Las dos acepciones de la palabra elegía tienen que ver, la una, con una forma de composición poética del género lírico en la que se lamenta la muerte de una persona o cualquier otra desgracia, y que no tiene una métrica fija; y la otra, con la posibilidad de elegir entre lo que se nos ofrece ante una situación dada previamente. Vale decir que la película “Hillbilly: una elegía rural”, del director Ron Howard, hace, y lo hace bien, a las exigencias de las dos acepciones antes mencionadas. Es un canto, por parte del narrador, en honor de los muertos de su familia, la abuela especialmente, y es una difícil y arriesgada elección entre el cuidado de su madre drogadicta y el inicio de su carrera profesional en una gabinete de abogados.
Si nos fijamos con atención la dos acepciones de elegía tienen que ver con el dolor. De hecho la película está construida, por un lado, sobre la experiencia del dolor como un mal irrestañable de la naturaleza humana y, por otro, como la base del aprendizaje del protagonista está vinculada a ese dolor. Mal y aprendizaje, no hay que insistir en ello de acuerdo al paradigma de nuestra cultura, dan sentido al sentir de la peripecia del protagonista, desde los primeros años de su adolescencia hasta los primeros años de la edad adulta. Que lo que le acompañe en ese tramo existencial sean siempre las turbulencias de la adicción a las drogas de su madre forma parte del argumento, o de lo contingente de la historia, pero lo que hace a la historia universal es cómo se enfrenta el protagonista, J D Vance, a esa compañía, digamos, omnipresente como una garrapata. Que hace con ella y que hace ella con él. La madurez expositiva que trasmite la voz en off narrativa del protagonista, hace pensar que J D Vance ha decidido ponerse a contar para entender ese periodo de su existencia que intuye ha determinado para siempre el resto de su vida adulta.

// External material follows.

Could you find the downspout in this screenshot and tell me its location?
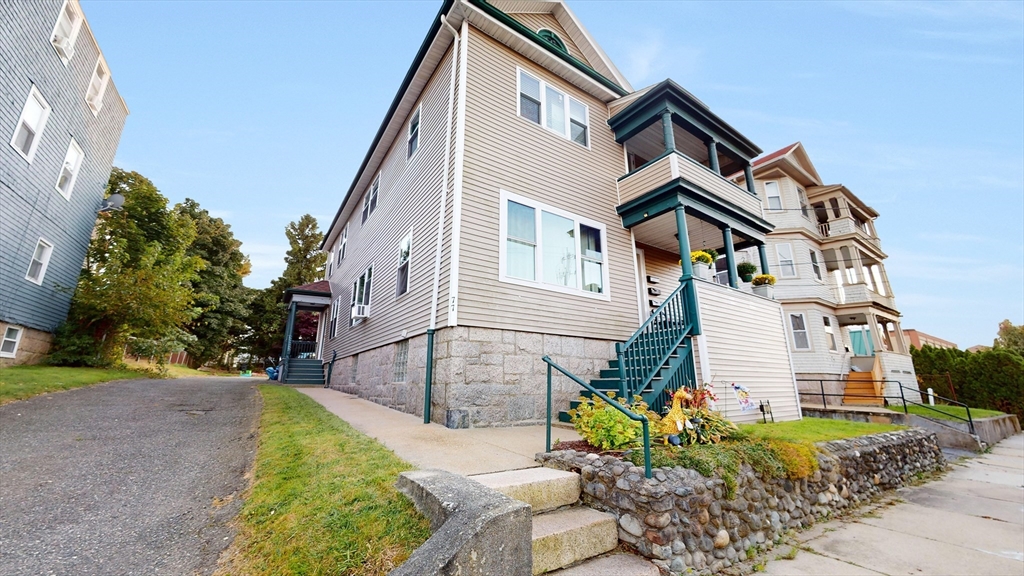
[423,14,459,424]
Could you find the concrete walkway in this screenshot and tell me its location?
[298,387,580,476]
[765,435,1024,576]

¿Donde estoy? Sería la pregunta que se hace el narrador antes de ponerse a contar. Si nos atenemos a las frase finales, que salen en la pantalla después de los títulos de crédito, todo parece indicar que los protagonistas de la peli han alcanzado un buen estado de paz interior, dígale felicidad si quiere. Luego el espectador puede intuir que ese debe ser el estado anímico familiar, digamos de paz interior, desde donde decide contar J D Vance su historia. No antes ni tampoco mucho después. Sino en el punto verdadero que le pide su memoria. Paz interior, memoria y ganas de saber, los ingredientes necesarios de cualquier historia que pretenda construir una sentido de la vida que cuenta. A eso colabora, a mi entender, el buen uso que de la técnica del flachback hace el director Ron Howard, sobre todo al obtener el equilibrio necesario entre los dos momentos que narra. Produciendo así la intensidad de la sintonía o continuidad que se aprecia entre el J D Vance recién entrado en la edad adolescente y el J D Vance recién entrado en la edad adulta. Tanto es así, como dijo una de las tertulianas, que la fisionomía de los dos actores dan muy bien la réplica de esa continuidad en los cambios y aprendizaje que se ven producirse en el protagonista. Lo cual también muestra el cuidado que el director ha tenido a la hora de elegir el casting que su intención narrativa demandaba.